If this is not possible in Unity/C#, other methods are welcome as well :)
Answer by Bunny83 · Nov 02, 2017 at 10:18 AM
It is true that a heightmap is a grid of height values. It doesn't necessarily be 256 values. It could be a 16 bit number as well so you have 65536 steps. However this only applies to how the terrain might be stored in raw format on disk. Unity represents the heightmap with float numbers.
I also don't understand what would be the point of an array with 256 values. A heightmap is a 2 dimensional array and each array element holds the height of this point on the grid. You can get all height values in a 2d array by using GetHeights on a TerrainData object. Likewise you can use SetHeights to replace the height values of the terrain with the ones in your 2d array.

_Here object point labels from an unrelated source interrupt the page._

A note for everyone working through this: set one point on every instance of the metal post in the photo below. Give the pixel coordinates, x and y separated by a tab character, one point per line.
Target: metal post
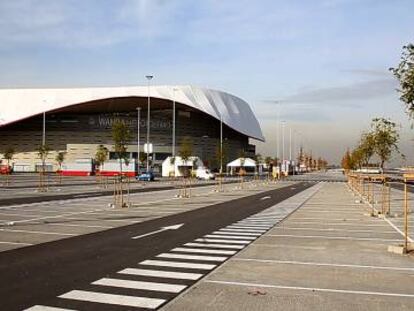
173	142
148	118
138	138
405	215
44	129
221	145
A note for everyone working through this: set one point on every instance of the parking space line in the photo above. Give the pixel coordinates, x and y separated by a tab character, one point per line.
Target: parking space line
304	263
332	237
313	289
121	300
37	232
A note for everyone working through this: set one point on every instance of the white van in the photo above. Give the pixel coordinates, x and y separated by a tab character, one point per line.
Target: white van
205	174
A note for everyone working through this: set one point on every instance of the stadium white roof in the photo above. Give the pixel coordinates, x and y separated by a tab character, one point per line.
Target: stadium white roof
19	104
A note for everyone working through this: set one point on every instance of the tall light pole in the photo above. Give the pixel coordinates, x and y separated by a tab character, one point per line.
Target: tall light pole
173	142
290	144
283	141
221	144
149	78
138	134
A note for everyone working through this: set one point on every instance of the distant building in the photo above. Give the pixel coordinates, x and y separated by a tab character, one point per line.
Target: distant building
78	120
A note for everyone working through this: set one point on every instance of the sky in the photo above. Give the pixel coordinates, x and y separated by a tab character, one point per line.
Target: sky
320	66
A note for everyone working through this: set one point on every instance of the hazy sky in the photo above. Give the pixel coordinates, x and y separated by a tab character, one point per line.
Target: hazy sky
325	61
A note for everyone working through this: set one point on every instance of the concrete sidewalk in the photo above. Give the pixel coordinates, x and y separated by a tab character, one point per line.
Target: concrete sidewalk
325	256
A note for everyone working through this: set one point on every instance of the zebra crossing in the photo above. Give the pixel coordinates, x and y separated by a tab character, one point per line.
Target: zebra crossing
155	281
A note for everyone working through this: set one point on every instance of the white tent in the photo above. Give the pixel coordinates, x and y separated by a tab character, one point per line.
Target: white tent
175	169
238	163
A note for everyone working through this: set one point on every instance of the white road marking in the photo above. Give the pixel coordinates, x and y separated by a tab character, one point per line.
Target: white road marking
174	227
243	229
153	286
333	229
229	236
214	245
46	308
203	251
304	263
15	243
192	257
176	264
162	274
332	237
37	232
121	300
222	241
237	233
313	289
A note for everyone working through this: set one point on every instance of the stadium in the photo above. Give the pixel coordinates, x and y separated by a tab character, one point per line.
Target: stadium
78	120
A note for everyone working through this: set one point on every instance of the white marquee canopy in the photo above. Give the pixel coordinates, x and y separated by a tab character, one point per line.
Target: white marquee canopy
19	104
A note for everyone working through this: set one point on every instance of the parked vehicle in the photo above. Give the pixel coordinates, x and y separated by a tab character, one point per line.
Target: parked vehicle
146	176
204	174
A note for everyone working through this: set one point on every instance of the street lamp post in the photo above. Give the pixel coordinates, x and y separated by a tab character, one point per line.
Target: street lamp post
221	144
138	134
173	138
149	78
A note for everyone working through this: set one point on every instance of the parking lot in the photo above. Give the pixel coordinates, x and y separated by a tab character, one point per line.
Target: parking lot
28	224
327	255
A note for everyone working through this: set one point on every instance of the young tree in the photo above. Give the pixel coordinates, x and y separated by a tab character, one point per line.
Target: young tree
346	161
8	155
121	136
60	158
386	138
101	155
404	72
43	152
185	152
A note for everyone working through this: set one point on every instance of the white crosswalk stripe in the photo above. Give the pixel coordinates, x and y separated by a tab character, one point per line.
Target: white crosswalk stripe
207	245
203	251
237	233
46	308
191	257
121	300
222	241
176	264
162	287
229	236
162	274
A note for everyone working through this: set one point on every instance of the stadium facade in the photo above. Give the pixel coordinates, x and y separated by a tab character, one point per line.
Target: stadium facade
78	120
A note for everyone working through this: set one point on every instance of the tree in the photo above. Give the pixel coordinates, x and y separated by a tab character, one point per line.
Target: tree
8	156
42	152
386	138
121	136
367	147
346	161
185	152
60	157
404	72
101	155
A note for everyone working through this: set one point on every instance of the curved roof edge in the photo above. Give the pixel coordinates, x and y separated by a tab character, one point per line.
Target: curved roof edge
18	104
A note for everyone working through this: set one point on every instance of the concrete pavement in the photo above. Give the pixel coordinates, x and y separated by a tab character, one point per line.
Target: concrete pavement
327	255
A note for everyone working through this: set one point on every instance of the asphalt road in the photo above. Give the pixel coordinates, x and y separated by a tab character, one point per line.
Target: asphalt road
37	274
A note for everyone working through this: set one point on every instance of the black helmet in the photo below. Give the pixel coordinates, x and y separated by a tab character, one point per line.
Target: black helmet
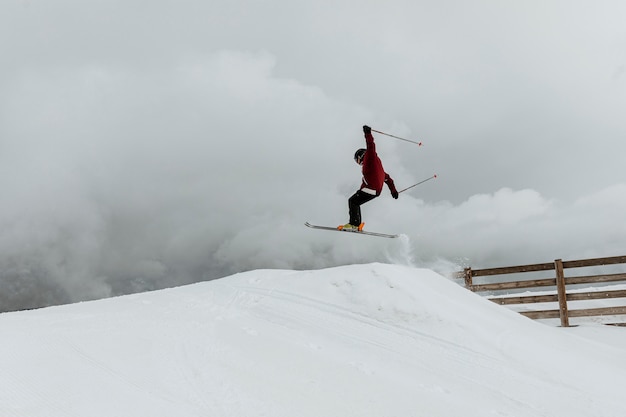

If you want to get / set all height values for a terrain the size of the 2d array depends on the size of your "grid". All information relevant to terrains is basically in the TerrainData object. If you have a terrain with a width / height or 512x512 you get a 2 dimensional array that is 512x512 in size (so it contains 262144 float values)
Dealing with heightmaps through code manually is quite complicated to get it right. They are ment to be created either with the terrain tools inside Unity or to import a heightmap from a raw heightmap file.
Thank you, this helps a lot. SetHeights and GetHeights seems to be what I was looking for.